Accountable care organizations (ACOs) are the mainstay of CMS’s strategy to move health care financing away from paying for volume to paying for value instead. ACOs enter the Medicare Shared Savings Program (MSSP) through Track 1 in which they have the upside of being rewarded with a portion of any savings they can generate. But ACOs are required to move into a two-sided model in which they must also bear the downside risk of losses. In this survey, 71 percent of the ACO respondents indicated that they are likely to leave the MSSP if they are required to assume that downside risk.

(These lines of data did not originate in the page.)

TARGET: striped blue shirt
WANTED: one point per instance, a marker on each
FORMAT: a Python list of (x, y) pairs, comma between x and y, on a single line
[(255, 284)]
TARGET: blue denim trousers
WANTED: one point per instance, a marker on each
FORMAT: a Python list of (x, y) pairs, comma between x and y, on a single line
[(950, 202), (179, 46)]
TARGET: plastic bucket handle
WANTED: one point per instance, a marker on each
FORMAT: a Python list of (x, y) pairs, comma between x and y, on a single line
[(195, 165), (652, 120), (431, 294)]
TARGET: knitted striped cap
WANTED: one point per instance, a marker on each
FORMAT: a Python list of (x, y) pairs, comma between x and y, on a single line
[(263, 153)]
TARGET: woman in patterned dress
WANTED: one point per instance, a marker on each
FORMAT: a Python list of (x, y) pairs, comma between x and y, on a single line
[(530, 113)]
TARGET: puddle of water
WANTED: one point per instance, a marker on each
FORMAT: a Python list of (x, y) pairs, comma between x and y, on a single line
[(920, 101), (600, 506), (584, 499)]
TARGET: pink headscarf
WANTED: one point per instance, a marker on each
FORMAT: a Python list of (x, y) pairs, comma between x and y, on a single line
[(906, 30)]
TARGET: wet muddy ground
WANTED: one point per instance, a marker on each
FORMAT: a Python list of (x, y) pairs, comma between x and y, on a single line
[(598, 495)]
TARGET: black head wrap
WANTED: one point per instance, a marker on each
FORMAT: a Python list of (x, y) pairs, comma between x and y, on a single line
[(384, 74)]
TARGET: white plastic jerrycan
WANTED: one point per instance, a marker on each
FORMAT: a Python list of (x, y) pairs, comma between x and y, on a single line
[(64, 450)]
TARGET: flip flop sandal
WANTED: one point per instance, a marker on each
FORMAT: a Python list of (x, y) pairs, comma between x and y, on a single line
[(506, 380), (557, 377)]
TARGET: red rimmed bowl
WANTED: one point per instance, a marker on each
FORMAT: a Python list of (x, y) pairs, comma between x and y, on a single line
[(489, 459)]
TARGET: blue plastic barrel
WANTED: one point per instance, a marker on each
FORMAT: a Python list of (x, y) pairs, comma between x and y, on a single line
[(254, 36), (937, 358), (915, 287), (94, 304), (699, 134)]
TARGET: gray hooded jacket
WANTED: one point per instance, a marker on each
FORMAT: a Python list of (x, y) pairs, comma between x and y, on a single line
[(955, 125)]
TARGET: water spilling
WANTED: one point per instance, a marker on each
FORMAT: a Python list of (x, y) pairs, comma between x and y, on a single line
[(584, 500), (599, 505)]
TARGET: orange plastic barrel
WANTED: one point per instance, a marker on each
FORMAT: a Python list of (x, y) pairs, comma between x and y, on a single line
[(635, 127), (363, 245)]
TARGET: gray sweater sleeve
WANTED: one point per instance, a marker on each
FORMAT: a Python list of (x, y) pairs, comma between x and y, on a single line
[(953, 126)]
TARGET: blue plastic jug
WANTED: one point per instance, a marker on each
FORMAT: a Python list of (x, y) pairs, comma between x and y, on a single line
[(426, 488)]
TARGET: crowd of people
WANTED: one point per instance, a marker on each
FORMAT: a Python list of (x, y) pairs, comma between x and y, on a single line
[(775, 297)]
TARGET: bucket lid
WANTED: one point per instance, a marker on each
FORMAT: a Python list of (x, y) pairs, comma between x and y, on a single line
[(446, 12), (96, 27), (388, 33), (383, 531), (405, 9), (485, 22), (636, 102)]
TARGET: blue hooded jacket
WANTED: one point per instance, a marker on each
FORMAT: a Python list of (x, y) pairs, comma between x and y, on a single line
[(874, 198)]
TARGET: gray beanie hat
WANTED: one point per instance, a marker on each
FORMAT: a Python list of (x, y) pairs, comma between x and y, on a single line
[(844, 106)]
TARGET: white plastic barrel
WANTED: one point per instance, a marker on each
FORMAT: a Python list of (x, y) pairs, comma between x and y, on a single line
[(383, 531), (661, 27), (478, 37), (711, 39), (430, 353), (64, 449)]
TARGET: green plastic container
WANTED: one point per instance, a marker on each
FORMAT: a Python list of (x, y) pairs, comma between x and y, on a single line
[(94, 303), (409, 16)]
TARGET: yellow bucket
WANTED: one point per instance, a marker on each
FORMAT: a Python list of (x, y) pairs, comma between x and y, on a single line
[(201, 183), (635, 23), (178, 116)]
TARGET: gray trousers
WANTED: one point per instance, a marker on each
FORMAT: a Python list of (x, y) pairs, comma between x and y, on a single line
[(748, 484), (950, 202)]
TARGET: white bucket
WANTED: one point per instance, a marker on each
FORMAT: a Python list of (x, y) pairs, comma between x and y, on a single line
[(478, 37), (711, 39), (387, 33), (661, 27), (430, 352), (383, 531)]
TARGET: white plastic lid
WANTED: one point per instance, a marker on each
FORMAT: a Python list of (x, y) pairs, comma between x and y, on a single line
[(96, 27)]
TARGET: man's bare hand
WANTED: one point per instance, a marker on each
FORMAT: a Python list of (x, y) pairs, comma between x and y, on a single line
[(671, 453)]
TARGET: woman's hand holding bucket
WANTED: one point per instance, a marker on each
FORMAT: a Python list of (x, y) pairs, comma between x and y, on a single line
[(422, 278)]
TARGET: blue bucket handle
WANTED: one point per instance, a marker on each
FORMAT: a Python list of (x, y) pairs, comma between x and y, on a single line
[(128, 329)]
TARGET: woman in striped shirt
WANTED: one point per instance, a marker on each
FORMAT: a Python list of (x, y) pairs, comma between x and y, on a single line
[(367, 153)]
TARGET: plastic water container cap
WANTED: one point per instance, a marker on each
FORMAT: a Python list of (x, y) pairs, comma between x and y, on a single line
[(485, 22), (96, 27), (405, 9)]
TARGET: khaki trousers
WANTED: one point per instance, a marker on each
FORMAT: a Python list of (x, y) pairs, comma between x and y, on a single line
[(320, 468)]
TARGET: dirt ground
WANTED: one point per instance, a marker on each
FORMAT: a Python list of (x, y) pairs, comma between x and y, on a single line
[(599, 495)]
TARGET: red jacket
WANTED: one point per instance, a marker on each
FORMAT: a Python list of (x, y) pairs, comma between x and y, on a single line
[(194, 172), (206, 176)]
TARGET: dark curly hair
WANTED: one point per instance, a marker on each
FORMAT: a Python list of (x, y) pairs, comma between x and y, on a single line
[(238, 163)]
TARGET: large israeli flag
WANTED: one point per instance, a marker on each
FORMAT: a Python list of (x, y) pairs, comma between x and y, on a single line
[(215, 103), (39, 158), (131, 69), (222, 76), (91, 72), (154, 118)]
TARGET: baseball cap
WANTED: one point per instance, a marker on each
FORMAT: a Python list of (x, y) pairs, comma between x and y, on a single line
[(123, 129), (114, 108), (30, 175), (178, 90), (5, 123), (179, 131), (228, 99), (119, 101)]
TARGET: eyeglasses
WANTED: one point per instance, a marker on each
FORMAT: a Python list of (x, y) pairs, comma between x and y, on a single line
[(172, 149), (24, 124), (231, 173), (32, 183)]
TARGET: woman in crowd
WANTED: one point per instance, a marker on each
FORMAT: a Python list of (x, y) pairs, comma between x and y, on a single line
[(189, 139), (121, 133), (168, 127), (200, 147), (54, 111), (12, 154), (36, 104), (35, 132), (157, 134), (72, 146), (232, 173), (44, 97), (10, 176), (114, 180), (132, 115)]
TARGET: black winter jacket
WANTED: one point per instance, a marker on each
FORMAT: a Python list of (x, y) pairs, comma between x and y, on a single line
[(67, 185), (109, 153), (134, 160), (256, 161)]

Although the concept is that ACOs must demonstrate accountability for improving quality and reducing costs, the actual application of the concept demonstrates that it is really primarily about the latter – reducing costs. That is why CMS requires transition to the two-sided model with downside risk. They want to reduce federal spending. Yet the ACOs recognize that the model is so flawed because of their potential exposure to losses that they would rather abandon the program than to risk those losses.
This really should make the policy community and bureaucrats think about whether the ACO experiment should even be continued. If policy changes are made to give greater assurance to the ACOs that they will be profitable, then the whole idea of cost accountability tanks.
In fact, the concept that you can assign value to care while ignoring volume is fundamentally flawed. The delivery of health care requires a certain volume of services that have overhead costs. Paying based on a paucity of quality measurements and on patient satisfaction surveys ignores the cost of the resources that are required to deliver care.
It would be far better to design a system that improves allocation of those resources. Of course, that is what a well designed single payer national health program does. Let’s quit wasting our efforts and funds on the failed ACO model and move on with providing what we really need – an improved Medicare for all. That’s where the real value is.